Leicht im Gesicht verletzt wurde die Frau, als sie im Juni 2014 den ersten gemeinsamen Sohn stillen wollte – laut Anklage die Abwehrverletzung einer weiteren Messerattacke. Nach der Trennung erlangte die Bedrohte Ende 2014 eine gerichtliche Verfügung, die dem Stalker jegliche Annäherung auf mehr als 50 Meter verbot. Doch der Angeklagte hielt sich nicht daran. Er passte die Frau immer wieder ab, verfolgte sie im Pkw, bremste sie aus, riss ihr den Kopf herum, um sie zu küssen.

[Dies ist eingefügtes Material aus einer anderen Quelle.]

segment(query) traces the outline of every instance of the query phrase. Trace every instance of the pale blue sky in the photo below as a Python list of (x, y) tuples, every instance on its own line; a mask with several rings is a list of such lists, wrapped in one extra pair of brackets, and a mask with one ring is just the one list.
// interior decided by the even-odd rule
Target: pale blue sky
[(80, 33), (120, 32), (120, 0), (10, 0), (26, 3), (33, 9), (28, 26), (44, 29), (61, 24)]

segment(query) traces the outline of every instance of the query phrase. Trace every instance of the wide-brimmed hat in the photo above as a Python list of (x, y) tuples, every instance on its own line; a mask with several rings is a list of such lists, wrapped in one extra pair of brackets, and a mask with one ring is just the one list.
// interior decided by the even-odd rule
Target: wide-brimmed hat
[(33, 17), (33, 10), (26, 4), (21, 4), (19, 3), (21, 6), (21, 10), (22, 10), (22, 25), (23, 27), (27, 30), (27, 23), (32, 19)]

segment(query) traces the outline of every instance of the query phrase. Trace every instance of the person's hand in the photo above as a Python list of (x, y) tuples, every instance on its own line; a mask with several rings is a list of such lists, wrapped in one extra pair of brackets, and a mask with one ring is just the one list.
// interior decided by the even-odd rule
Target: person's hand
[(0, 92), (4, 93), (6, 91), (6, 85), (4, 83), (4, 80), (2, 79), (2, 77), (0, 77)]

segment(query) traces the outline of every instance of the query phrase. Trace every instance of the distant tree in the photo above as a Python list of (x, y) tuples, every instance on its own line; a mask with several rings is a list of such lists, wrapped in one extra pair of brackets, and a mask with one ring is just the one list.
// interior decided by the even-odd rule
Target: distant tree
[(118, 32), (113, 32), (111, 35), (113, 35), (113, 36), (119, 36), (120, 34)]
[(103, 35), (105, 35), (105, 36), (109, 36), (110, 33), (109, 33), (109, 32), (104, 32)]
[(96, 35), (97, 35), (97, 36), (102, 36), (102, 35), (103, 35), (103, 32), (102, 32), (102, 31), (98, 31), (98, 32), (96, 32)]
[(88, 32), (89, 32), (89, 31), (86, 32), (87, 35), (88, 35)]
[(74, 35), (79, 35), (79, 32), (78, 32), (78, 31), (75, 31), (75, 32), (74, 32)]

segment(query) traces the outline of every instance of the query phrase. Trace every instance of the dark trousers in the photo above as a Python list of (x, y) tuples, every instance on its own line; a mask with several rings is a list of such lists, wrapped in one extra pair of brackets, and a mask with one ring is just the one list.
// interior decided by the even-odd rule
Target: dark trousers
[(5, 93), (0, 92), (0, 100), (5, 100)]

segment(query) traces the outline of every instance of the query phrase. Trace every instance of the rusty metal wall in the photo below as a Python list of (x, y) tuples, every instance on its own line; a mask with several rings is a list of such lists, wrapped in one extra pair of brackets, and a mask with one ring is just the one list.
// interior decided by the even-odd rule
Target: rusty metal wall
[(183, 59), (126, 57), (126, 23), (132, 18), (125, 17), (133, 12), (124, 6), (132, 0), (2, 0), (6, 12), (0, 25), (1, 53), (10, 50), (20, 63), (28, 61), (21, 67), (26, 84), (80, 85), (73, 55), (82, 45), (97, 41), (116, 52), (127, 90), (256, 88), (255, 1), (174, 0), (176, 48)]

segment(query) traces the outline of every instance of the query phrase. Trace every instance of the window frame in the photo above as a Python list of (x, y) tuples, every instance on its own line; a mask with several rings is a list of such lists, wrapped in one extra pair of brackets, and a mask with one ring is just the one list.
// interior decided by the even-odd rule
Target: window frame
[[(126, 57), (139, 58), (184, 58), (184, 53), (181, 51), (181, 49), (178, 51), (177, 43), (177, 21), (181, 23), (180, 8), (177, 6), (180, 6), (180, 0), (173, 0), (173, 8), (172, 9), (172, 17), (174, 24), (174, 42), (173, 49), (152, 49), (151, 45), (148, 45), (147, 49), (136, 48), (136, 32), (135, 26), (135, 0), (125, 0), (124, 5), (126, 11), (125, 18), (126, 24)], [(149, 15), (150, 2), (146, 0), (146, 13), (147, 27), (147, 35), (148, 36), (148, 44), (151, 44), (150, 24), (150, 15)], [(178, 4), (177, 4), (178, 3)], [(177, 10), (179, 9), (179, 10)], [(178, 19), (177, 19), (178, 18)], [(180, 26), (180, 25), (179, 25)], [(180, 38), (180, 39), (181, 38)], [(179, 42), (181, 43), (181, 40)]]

Auch auf eine Freundin der 37-Jährigen, die sie zum Schutz begleitete, soll er wiederholt losgegangen sein. Einmal schlug er auf die Zeugin ein und riss ihr auf beiden Seiten die Ohrringe heraus. Beide Frauen beleidigte er mit Obszönitäten und stieß Morddrohungen aus, so die Anklage. „Der Staat konnte sie nicht schützen“, bedauert der Anwalt des Opfers – trotz aller Strafanzeigen und Kontaktverbots. Im Prozess vor der Schwurgerichtskammer, die bis Mitte März sechs weitere Verhandlungstage angesetzt hat, muss der Angeklagte mit lebenslanger Freiheitsstrafe rechnen.